Went on to read a couple of essays by a guy named Ingrid Solano , that I had bookmarked a few weeks ago , which was also a take –off on the same subject , with relevance to our notions of “right “and “wrong”. The gist of what he says is that our sense of right or wrong can be impaired by the biological condition of our brains, in that, our sense of empathy, which is the basis of moral behavior ( do unto others as you would have done unto you) may become kind of numb and while we may still intellectually understand something as “wrong” , we may not “feel” the effect of our actions on others and hence lose what we generally term as “guilt” or “compunction”.

Then there is Charles Darwin and his view that an understanding of morality is best based on a study of the evolution of Man and that a moral sense can exist even in a person who has no belief in a higher Intelligence from whom the rules of behavior are believed to emanate according to most religions that have existed and are existing.

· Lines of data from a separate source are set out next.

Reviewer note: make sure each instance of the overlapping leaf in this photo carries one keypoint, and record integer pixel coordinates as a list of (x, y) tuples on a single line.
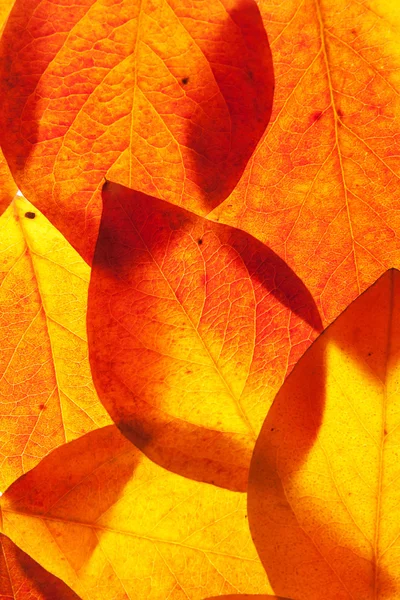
[(322, 189), (22, 578), (168, 97), (47, 395), (324, 479), (192, 326), (112, 524), (8, 187)]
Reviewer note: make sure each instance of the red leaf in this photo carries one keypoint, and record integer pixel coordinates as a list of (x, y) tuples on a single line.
[(192, 326), (185, 92)]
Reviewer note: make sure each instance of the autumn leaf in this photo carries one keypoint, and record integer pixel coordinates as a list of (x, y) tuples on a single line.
[(8, 187), (184, 90), (47, 395), (112, 524), (191, 326), (324, 478), (22, 578), (247, 597), (322, 189)]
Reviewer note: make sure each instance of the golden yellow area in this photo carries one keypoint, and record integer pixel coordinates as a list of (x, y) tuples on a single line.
[(47, 395), (112, 524)]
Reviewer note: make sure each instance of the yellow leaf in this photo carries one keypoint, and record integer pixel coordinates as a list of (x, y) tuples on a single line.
[(111, 524), (21, 578), (47, 395), (324, 487)]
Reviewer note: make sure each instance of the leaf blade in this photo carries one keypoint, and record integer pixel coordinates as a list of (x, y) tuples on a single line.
[(148, 534), (186, 93), (328, 492), (183, 317)]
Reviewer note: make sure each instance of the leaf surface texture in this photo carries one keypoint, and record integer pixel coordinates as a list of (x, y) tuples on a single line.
[(324, 478), (112, 524)]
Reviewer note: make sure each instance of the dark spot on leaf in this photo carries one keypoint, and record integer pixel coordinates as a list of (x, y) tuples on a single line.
[(316, 116)]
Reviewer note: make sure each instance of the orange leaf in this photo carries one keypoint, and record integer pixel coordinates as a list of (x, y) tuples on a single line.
[(247, 597), (112, 524), (22, 578), (324, 478), (192, 326), (322, 189), (47, 395), (168, 97), (8, 187)]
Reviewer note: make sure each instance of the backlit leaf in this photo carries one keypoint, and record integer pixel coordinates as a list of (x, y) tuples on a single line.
[(8, 187), (167, 96), (21, 578), (192, 326), (112, 524), (322, 189), (247, 597), (324, 479), (47, 395)]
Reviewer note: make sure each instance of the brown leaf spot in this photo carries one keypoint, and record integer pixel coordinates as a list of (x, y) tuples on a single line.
[(316, 116)]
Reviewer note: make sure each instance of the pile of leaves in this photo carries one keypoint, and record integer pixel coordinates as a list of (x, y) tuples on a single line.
[(199, 301)]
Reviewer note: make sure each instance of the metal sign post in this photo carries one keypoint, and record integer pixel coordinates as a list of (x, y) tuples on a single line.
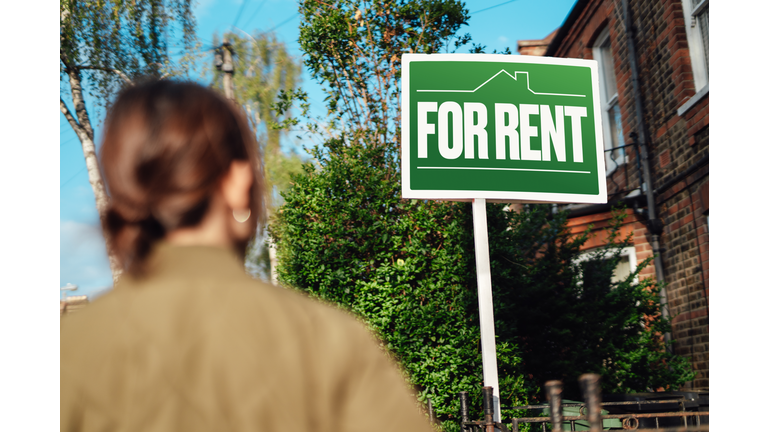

Morality , according to him, can come from an instinctive understanding that if one “acts for the good of others , one receives the approbation of fellow men and gains the love of those with whom he lives.”

James Rachel’s , “Created from Animals:The moral implications of Darwinism “ and Frans De Waal’s , “Good Natured:the origins of Right and Wrong in Humans and other animals “, also propounded on the same issues, as one can gather from excerpts that can be accessed on the internet. Social instincts/morality work towards greater harmony among groups or in other words, what promotes the best interests and harmony in a group is what is generally considered as moral. But there is apparently a hierarchy , altruism first coming into play within the closest kin, then to the group, then to each and every member of one’s species.

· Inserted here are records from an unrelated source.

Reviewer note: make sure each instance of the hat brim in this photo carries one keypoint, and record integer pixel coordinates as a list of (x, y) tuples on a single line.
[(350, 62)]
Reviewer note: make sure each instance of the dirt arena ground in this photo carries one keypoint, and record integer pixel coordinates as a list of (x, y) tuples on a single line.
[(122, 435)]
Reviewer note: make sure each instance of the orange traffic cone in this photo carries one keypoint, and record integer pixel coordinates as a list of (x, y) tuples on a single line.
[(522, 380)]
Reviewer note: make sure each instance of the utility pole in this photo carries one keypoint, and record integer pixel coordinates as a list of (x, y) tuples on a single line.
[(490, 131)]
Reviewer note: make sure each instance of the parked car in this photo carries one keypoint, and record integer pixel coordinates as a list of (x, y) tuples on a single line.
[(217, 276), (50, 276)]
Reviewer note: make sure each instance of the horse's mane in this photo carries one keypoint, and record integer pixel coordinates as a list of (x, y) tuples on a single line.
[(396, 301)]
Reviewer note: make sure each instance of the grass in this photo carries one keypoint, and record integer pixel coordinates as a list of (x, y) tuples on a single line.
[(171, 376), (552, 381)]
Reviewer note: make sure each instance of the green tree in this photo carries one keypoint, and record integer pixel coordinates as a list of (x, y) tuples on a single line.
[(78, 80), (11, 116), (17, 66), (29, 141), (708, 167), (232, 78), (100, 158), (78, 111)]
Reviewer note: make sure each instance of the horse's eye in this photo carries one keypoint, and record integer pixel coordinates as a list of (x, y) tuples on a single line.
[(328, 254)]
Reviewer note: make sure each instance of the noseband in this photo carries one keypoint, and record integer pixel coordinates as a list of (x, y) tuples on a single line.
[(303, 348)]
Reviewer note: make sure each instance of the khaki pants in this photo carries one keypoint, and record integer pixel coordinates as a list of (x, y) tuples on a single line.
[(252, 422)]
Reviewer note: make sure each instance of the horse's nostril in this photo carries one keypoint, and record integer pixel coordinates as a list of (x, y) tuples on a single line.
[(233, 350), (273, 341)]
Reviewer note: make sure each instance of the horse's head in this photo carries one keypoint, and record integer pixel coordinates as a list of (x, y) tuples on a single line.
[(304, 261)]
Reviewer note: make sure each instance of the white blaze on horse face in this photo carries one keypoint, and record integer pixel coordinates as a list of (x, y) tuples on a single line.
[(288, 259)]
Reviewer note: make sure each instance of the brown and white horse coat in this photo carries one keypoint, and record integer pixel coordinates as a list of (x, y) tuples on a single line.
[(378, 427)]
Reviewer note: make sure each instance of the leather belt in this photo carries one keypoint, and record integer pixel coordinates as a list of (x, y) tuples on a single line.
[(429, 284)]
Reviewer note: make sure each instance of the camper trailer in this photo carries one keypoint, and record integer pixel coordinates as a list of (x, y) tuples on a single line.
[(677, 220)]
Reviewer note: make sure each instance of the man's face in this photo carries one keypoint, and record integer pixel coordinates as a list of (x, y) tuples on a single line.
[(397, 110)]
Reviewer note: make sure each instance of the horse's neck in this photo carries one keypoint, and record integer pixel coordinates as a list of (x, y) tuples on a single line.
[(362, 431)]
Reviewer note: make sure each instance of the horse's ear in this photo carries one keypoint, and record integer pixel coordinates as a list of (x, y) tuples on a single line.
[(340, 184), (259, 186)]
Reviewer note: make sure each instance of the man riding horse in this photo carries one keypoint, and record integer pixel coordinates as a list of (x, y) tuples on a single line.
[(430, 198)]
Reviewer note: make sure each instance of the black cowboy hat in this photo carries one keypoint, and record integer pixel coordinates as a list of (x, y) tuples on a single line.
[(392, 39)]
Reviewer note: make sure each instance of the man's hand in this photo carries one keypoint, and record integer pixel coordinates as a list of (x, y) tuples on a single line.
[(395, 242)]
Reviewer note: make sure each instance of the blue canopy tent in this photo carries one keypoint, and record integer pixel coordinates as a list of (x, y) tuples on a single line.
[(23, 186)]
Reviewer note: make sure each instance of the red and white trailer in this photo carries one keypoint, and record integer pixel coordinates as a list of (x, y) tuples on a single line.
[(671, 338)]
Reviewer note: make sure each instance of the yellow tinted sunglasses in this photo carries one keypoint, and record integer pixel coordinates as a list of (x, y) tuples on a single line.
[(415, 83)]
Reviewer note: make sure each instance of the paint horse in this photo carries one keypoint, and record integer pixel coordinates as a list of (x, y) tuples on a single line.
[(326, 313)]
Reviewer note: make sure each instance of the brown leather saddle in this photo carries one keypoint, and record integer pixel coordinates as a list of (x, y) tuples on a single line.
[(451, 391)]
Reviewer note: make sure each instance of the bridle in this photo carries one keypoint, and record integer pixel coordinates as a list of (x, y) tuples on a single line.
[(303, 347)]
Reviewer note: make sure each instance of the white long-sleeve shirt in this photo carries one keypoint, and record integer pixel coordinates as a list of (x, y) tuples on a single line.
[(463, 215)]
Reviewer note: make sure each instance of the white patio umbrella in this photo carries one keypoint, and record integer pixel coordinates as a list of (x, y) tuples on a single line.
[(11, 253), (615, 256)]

As a rule, they say, reciprocal altruism will not occur when individuals are unlikely to meet again and that it requires good memories and stable relationships. To see oneself in the plight of another is the basic building block of morality. So that would mean, that the more “evolved” we are, the greater should be our capacity for feeling a connection with the rest of our species and to other species as well . We should also then assume that for the “evolved”, their neurobiology would be such as to predetermine such altruism and harmonious behaviour would come naturally to them. In other words, it is part of their genetic make-up. As for those whom we consider, ”misanthropists”, or as a “deviant” or “psychotic”, it could just be that they are chemically compositioned that way?

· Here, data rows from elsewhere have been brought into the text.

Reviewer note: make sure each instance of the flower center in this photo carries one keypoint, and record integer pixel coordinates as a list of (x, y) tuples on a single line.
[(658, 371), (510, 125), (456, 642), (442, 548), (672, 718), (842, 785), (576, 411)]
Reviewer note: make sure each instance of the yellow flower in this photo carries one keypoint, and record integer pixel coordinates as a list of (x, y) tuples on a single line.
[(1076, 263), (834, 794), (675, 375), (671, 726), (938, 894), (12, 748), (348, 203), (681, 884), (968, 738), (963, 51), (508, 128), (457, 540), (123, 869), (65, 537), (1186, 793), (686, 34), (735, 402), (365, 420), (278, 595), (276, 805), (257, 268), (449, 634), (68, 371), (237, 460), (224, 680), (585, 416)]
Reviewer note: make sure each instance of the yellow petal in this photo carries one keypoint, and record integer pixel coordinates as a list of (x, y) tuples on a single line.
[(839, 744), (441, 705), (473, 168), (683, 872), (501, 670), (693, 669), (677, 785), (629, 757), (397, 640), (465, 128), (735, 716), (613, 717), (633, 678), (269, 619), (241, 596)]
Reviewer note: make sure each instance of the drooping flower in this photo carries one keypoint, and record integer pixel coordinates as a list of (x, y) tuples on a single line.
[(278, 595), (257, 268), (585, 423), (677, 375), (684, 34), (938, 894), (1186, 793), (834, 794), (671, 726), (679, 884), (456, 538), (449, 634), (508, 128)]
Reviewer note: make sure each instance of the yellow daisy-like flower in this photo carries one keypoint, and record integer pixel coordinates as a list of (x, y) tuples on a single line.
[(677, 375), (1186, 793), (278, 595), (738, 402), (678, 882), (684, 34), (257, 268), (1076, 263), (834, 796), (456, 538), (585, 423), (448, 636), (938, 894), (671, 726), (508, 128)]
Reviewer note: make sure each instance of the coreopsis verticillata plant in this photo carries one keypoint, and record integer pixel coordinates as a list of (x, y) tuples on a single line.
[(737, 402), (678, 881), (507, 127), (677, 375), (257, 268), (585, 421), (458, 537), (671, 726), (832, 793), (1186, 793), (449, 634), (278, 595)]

There is a quotation from Marquis De Sade which was quoted in this context in one of the essays I read. “One must feel sorry for those who have strange tastes, but never insult them. Their wrong is Nature’s wrong too; they are no more responsible for having come into the world with tendencies unlike ours, than are we for being born bandy-legged or well proportioned.”. So then, “right” or “wrong” really has no basis for being “applauded” or condemmed. It’s just the way we are. And we owe ourselves some compassion. One can understand that.

Chemical imbalances in the brain can be triggered off by distress and trauma. Accidents and illness can alter the disposition of our brains. Mystics can have a heightened consciousness which gave them a sense of reality, much larger and intense than ordinarily available to the rest of us. All of this one can understand at an intellectual level. But how do we get to be hardwired in the way we are? Why do we get to undergo the particular circumstances that become the cause for distress or sets off a particular mental or “spiritual” experience? Is that where the “karma” theory comes into play? Do we still have something called “freewill” that will determine our evolution , both as individuals and in terms of this homogenous mass of “ human consciousness” in this universe, hurtling itself forward to “God” knows where?